Kleber Mendonça Filho”

15 mil por dia nos cinemas do Recife

Mais de 15 mil pessoas (15.136) vão ao cinema no Recife, numa média diária a que chegou o Instituto Nacional de Cinema, através de levantamento feito da venda geral de ingressos padronizados, no período compreendido entre setembro de 1969 e maio de 1970. Uma estatística que vem comprovar que o cinema continua sendo uma das diversões mais populares ao lado do futebol, da TV, das praias, dos parques públicos.

Os cinemas do centro da cidade, logicamente, têm a maior frequência, sendo que o São Luiz recebe o maior número, com 2.155 espectadores contra 1.502 do Moderno, 1.281 do Art-Palácio e 965 do Trianon. A média atingida pelo Cinema de Arte Coliseu foi de apenas 315 espectadores por dia, sendo 171 inteiras e 144 estudantes. No período de setembro/69 a maio/70 frequentaram o Cinema de Arte Coliseu 85.174 espectadores, sendo 38.987 estudantes. Cinema, na sua forma mais cultural/artística, ainda não é uma diversão das mais populares.

Nesse mesmo período, frequentaram o São Luiz 582.064 espectadores, 406.139 estiveram no Moderno, 345.915 assistiram a filmes no Art-Palácio e 260.838 no Trianon.

Por mais incrível que possa parecer, o cinema que teve a menor média foi o Ideal, com somente 195 pessoas por dia, enquanto o Glória, que fica no pátio do Mercado de São José, muito próximo portanto do Ideal, atingiu uma média de 971 espectadores, maior do que a média do Trianon, que fica em plena Avenida Guararapes. O público do Glória é todo especial, sem dúvida, pois do total de 971 pessoas só 73 eram estudantes, não atingindo nem dez por cento do total de frequentadores. Já no Cinema de Arte Coliseu, a média de meia-entrada é quarenta por cento, mais ou menos.

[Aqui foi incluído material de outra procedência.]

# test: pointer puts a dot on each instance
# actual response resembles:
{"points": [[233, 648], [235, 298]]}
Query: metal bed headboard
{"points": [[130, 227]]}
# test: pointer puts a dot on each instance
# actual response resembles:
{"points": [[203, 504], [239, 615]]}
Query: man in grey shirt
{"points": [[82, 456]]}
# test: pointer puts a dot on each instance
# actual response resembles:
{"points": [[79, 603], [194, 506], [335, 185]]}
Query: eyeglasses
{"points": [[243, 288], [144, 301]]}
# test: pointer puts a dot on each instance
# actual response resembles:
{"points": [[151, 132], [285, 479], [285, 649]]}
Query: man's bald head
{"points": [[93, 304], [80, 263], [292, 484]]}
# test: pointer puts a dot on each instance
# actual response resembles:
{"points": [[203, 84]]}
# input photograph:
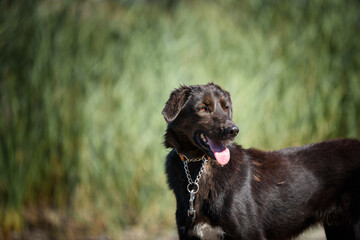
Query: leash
{"points": [[193, 186]]}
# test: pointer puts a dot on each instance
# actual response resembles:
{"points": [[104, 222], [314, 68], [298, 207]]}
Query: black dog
{"points": [[251, 194]]}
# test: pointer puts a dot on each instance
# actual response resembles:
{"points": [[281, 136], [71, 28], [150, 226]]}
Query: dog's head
{"points": [[199, 121]]}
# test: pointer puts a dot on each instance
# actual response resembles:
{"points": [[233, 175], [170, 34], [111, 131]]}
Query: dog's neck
{"points": [[182, 147]]}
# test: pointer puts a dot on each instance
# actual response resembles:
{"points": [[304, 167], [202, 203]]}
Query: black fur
{"points": [[258, 194]]}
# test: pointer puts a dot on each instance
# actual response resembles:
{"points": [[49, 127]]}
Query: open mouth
{"points": [[214, 148]]}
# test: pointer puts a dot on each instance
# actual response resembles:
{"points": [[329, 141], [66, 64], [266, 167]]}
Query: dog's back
{"points": [[226, 192]]}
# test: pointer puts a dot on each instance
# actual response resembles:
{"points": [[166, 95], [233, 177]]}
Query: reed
{"points": [[83, 85]]}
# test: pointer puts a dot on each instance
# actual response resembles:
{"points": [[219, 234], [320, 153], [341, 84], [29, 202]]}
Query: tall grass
{"points": [[83, 85]]}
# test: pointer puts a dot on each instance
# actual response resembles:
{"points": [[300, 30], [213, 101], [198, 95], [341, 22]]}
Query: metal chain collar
{"points": [[193, 186]]}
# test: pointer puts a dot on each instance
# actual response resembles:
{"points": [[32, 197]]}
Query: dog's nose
{"points": [[232, 131]]}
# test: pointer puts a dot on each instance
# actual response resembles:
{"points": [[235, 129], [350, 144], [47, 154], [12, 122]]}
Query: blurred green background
{"points": [[83, 83]]}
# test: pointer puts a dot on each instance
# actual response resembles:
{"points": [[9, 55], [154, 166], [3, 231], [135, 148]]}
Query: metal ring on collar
{"points": [[195, 187]]}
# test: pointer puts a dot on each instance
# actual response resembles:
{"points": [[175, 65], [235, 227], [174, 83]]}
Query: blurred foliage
{"points": [[83, 83]]}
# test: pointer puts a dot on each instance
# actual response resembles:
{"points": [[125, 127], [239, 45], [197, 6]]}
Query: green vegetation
{"points": [[83, 83]]}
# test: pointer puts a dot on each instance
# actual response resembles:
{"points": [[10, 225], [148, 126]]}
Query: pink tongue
{"points": [[221, 153]]}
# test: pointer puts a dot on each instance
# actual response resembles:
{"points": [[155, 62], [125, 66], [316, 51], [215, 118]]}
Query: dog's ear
{"points": [[175, 103]]}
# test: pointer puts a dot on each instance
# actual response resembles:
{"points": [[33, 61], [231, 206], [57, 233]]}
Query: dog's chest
{"points": [[205, 231]]}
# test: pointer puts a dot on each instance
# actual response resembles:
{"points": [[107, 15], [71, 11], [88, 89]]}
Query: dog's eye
{"points": [[203, 109]]}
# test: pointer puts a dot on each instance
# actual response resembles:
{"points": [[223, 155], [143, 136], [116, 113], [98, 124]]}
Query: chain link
{"points": [[188, 174], [193, 186]]}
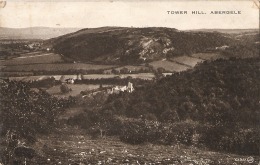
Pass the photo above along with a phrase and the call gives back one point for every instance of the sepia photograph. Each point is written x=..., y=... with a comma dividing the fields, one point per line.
x=138, y=82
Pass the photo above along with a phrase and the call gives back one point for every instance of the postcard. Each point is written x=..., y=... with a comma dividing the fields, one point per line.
x=129, y=82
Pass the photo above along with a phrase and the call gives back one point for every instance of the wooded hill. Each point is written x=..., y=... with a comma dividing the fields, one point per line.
x=134, y=45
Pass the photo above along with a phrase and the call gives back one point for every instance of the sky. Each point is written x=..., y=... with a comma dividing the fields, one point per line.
x=149, y=13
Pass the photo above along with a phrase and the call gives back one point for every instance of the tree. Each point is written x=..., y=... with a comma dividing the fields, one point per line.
x=64, y=88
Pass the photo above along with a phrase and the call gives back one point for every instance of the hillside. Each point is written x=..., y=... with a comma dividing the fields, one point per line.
x=217, y=101
x=134, y=45
x=34, y=32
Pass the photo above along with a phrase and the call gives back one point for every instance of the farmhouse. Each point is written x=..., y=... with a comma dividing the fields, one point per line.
x=117, y=89
x=222, y=47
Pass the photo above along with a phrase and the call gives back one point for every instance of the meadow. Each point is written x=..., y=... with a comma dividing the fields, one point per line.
x=208, y=56
x=169, y=66
x=186, y=60
x=33, y=58
x=55, y=67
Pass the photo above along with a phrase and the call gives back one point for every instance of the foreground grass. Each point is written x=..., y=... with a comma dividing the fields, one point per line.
x=71, y=145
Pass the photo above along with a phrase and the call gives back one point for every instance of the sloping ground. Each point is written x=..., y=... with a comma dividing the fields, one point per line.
x=38, y=58
x=133, y=45
x=186, y=60
x=71, y=145
x=56, y=67
x=169, y=66
x=208, y=56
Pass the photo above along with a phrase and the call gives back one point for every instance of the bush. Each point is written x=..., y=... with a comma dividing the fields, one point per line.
x=64, y=88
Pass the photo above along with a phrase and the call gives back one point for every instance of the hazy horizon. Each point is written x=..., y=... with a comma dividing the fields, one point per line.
x=93, y=14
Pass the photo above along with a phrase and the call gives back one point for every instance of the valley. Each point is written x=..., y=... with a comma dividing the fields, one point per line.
x=119, y=95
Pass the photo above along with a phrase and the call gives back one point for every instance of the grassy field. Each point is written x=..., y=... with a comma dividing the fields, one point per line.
x=34, y=59
x=145, y=76
x=186, y=60
x=208, y=56
x=76, y=89
x=56, y=67
x=169, y=66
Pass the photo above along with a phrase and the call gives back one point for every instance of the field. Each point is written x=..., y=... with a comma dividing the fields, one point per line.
x=33, y=58
x=169, y=66
x=145, y=76
x=186, y=60
x=76, y=89
x=55, y=67
x=208, y=56
x=132, y=68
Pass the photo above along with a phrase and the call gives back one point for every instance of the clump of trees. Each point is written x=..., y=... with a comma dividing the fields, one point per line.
x=24, y=114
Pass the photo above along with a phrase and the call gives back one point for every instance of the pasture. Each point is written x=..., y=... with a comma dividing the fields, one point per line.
x=75, y=89
x=186, y=60
x=33, y=59
x=55, y=67
x=208, y=56
x=169, y=66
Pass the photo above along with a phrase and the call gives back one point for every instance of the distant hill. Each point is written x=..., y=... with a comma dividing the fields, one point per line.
x=133, y=45
x=34, y=32
x=229, y=31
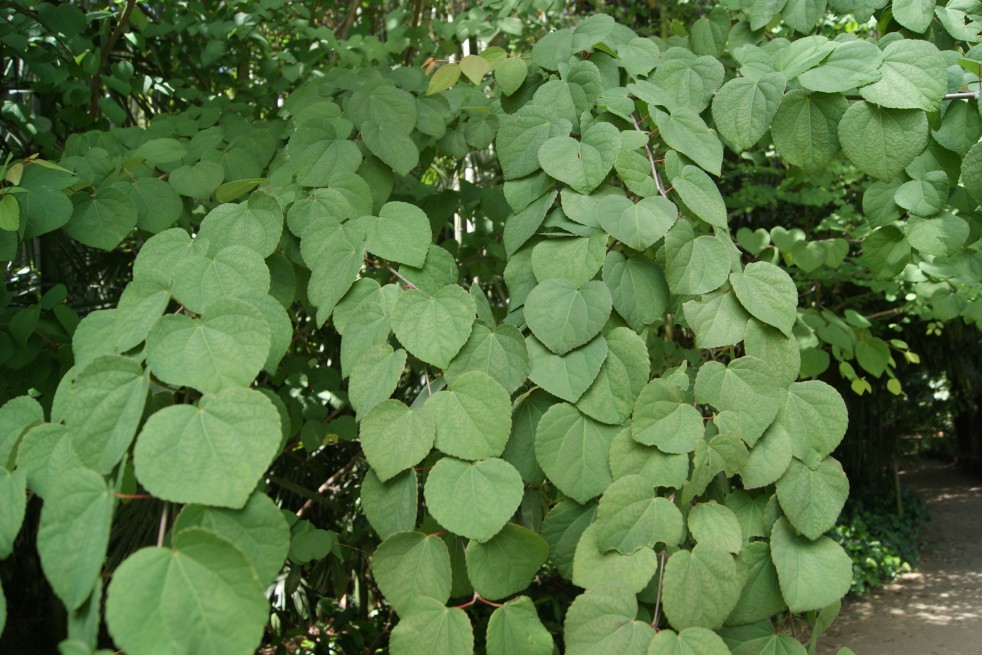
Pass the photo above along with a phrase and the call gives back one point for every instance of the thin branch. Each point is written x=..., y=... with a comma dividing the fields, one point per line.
x=651, y=158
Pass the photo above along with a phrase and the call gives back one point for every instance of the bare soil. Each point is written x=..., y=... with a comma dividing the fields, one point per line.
x=936, y=609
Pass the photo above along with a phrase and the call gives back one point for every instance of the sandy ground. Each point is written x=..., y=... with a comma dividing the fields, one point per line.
x=937, y=609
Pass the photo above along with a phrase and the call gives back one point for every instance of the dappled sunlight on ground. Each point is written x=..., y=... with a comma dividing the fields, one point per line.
x=936, y=610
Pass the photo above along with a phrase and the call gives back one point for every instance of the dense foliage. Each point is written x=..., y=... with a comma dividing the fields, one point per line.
x=486, y=329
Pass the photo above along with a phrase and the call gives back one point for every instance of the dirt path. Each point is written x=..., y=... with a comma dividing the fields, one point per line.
x=937, y=609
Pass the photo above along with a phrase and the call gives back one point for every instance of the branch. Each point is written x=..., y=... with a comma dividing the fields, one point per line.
x=651, y=159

Essa é uma estatística das mais interessantes, feita pelo Instituo Nacional de Cinema, Delegacia Regional de Pernambuco. Da mesma maneira que criticamos, quando o INC local tomou suas medidas exageradas, prejudicando a própria estrutura da cinematografia no Recife, também elogiamos quando acerta, com um levantamento desse tipo.